We further examined the subset of MCC-Seq TG-associated CpGs that overlapped nearby (250 bp flanking the CpG) CpGs from the Illumina 450K array used in an independent cohort of 650 female individuals from the MuTHER study3 with TG measurements and AT samples available. MuTHER is a population-based cohort study that includes female twins (1/3 dizygotic and 2/3 monozygotic) aged 38.7–84.6 years recruited from the TwinsUK resource18, which has previously been shown to be comparable to population singletons in terms of disease-related and lifestyle characteristics19. Methylation data on AT samples from the study members that were previously profiled on the lllumina 450K array were tested for association with TG levels using a linear mixed model similar to the above but also incorporating familial relationship, twin zygosity and other cofactors (Methods). We selected the top TG-associated MuTHER CpGs within the 250 bp of the 2,580 tested CpGs identified at P≤0.001 (Supplementary Data 3), revealing 1,582 Illumina 450K array CpGs. Of these, 124 (8%) were found to be significantly associated with TG (Bonferroni P-value threshold of P=0.05; nominal P-value: 0.05/1,582=3.2 × 10−5) in the MuTHER data with the same direction of effect as observed in our study (8.9-fold enrichment; binomial test, P<2.2 × 10−16). Encouragingly, the replication was strengthened when limiting to Illumina 450K array CpGs directly overlapping the 2,580 TG-associated MCC-Seq CpGs with 18 out of 171 sites (11%) significantly associated in MuTHER with the same direction of effect as in MCC-Seq results (18.0-fold enrichment; binomial test, P<2.2 × 10−16).
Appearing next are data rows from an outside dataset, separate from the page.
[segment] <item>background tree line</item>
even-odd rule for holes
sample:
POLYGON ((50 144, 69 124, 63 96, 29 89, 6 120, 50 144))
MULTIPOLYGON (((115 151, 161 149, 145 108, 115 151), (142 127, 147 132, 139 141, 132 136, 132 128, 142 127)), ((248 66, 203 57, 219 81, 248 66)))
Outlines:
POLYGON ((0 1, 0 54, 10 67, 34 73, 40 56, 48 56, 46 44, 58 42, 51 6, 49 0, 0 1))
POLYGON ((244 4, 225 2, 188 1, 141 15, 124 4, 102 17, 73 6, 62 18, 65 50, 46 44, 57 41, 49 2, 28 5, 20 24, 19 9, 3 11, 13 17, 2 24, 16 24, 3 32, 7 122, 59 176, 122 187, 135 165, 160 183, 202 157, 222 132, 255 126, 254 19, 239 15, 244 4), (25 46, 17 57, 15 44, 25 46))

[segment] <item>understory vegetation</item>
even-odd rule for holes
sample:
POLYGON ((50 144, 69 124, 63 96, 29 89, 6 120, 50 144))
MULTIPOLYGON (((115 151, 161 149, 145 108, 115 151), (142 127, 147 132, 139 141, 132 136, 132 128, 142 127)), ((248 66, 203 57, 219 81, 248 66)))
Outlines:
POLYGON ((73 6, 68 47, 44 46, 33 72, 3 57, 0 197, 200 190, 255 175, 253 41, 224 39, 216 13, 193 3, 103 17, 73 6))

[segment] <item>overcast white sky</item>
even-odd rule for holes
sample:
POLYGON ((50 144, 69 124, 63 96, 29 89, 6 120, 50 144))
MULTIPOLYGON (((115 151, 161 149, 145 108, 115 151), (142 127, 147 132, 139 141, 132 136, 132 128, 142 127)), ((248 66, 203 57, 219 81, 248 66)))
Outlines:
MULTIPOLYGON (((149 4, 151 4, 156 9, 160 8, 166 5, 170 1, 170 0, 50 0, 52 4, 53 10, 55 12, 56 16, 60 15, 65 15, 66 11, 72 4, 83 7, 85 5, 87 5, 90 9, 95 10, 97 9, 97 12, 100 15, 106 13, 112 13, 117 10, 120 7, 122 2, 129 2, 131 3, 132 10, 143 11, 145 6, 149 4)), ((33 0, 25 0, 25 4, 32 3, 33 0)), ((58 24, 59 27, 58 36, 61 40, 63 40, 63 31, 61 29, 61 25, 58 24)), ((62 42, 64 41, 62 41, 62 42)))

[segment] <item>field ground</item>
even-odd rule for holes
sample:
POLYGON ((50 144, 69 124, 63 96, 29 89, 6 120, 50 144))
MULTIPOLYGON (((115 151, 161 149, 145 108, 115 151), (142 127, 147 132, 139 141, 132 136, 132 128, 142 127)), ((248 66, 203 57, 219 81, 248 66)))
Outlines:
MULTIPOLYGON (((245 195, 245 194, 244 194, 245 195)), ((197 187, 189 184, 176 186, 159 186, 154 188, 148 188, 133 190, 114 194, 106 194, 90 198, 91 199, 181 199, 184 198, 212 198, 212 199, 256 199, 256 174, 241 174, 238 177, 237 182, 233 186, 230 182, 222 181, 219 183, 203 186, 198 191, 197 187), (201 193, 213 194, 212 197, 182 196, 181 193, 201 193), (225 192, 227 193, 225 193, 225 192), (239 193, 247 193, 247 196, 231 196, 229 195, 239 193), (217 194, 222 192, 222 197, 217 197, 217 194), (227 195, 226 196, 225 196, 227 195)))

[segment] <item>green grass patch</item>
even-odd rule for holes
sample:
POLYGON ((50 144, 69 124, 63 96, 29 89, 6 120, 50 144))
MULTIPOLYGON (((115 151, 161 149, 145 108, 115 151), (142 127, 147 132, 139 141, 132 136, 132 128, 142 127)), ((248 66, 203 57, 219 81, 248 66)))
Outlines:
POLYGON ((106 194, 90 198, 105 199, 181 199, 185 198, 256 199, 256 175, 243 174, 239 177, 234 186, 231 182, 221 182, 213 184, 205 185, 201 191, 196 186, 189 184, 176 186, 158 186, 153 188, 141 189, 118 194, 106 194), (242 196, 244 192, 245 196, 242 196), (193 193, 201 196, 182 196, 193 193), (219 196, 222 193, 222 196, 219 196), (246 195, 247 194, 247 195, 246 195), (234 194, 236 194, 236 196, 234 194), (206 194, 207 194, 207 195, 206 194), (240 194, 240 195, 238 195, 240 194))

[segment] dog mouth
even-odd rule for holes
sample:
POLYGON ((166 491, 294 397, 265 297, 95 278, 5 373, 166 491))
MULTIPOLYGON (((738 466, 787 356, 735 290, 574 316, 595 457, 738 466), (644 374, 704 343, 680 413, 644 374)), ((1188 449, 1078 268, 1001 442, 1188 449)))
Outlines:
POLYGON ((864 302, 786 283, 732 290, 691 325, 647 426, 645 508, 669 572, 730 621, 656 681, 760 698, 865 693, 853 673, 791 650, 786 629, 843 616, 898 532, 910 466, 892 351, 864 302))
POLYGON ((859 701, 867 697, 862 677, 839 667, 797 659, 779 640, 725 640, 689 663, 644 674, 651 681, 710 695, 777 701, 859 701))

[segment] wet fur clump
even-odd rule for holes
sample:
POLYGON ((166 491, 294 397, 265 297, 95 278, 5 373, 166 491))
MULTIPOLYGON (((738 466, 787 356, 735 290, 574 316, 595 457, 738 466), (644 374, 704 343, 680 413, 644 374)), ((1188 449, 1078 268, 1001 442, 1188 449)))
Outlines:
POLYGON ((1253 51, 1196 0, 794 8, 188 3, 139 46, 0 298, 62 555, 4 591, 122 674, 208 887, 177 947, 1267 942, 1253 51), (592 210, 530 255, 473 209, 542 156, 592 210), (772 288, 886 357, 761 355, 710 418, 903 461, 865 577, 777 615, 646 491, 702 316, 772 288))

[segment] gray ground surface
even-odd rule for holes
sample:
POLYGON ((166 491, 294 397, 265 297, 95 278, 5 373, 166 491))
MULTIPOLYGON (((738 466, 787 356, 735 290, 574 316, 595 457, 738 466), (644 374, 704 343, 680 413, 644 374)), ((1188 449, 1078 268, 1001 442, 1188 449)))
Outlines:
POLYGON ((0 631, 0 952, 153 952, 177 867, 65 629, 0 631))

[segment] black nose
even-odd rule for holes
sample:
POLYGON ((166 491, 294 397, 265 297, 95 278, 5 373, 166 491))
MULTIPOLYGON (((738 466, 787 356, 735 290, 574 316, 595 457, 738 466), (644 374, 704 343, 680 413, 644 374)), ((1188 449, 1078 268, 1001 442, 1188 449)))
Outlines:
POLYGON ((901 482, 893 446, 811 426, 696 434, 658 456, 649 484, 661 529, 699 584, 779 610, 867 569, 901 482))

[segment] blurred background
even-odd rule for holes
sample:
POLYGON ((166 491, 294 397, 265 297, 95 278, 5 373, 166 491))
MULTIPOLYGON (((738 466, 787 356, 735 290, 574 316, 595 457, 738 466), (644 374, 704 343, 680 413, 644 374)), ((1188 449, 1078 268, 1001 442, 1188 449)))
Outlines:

Assessment of loci harbouring TG-associated CpGs

We further annotated the most significant TG-associated CpGs (P≤0.0001) mapping to an AT-specific regulatory element (N=89; Fig. 3) in further detail (Supplementary Data 4). First, we assessed their association to TG in the larger MuTHER cohort as described above. In total, 33/89 TG-associated CpGs overlapped a nearby Illumina 450K-measured CpG (250 bp flanking the CpG) and were included in the analysis. Here, 21% were found to also be significantly associated with TG in the MuTHER cohort, with the same direction of effect using the stringent Bonferroni P-value threshold of P=0.05 as estimated above; nominal P-value=3.2 × 10−5. Furthermore, using the nominal P-value of 0.05 and the same direction of effect, as many as 16 CpGs (48%) showed evidence of association to TG in the independent cohort (Supplementary Table 5).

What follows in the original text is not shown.